Leila hoped Riley was there only to realize that she was, but only on the other side of the door. She figured she could ask, but in these surroundings she wouldn’t dare as much as make a sound. She gritted her teeth and went on. Few of the possibilities that she could think of fitted the design of this house and the ones that were plausible she tried but found nothing. Where potential levers and switches and tripwires could be placed, Leila only felt the constant smooth texture of the walls….
...Felt. Her heart skipped a beat when she realized that: she needed to feel the surface to know about them. She didn’t see anymore - she had wandered far enough into the darkness - a mere couple of meters, perhaps, but it was already where the light did not penetrate. She needed to go back to the jar.
But she kept looking. She was sure she wasn’t thinking clearly right now - couldn’t afford to. She had to keep looking because she realized that the presence of this task as a distraction was the only thing keeping her from feeling her fear of the darkness. If she stopped -
The thought of what would happen if she got distracted served as the distraction needed to have her look away for a second and end up collapsing to the ground.
She saw the light from a distance, to her left - it seemed farther than she knew it was. She hoped she could stare at it - the light made her feel safe, at least she could see something - but then she would worry about the darkness on the other side that she knew existed. Yet she could see nothing even if she looked into that darkness. Every act she could probably think of was wrong in a different way - and she froze in place because that’s the only known safe thing to do, but that not even for long. And the light from the jar seems to have started to decrease in intensity - or was it just her imagination?

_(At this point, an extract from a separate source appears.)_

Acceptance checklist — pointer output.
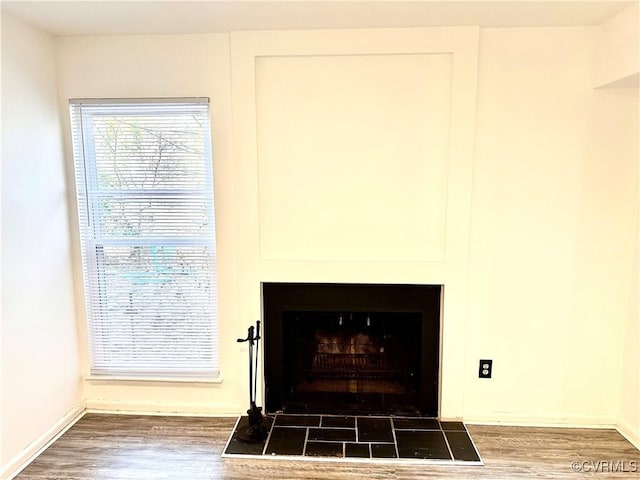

It was seemingly fading farther away by the moment.
”uhhhhhhh-”She felt like screaming, or crying even. Or both at once. But neither could she do that. So she tucked herself tighter towards the wall, and closed her eyes - if she did that she could perhaps persuade herself that there will be light when she opened her eyes and she just wasn’t seeing it yet? Somewhere in that, for one moment she believed that the temperature was dropping around her. And then a loud thud from the other side of the wall...
Can you open this door?”Songbird.Leila opened her eyes again at the sound of that. Not because the sentence itself, but because that sentence was uttered nearly right into the wall and Leila could hear that the walls were solid.
There was no hollow space for mechanism triggered by switches or levers of tripwires a distance away.
She almost wanted to punch herself in her face for her stupidity, but that can wait until later. Leila nearly held her breath as she forced herself to decide without thinking it through - that was the only way she could have decided - to dash back at the door and the glow jar and candle.
It wasn’t far and she made it, just at the moment the light from her jar flickered out and she thought her heart was going to stop. At the same time, though, at a turn of the doorknob, the locked door to the cabinet clicked open.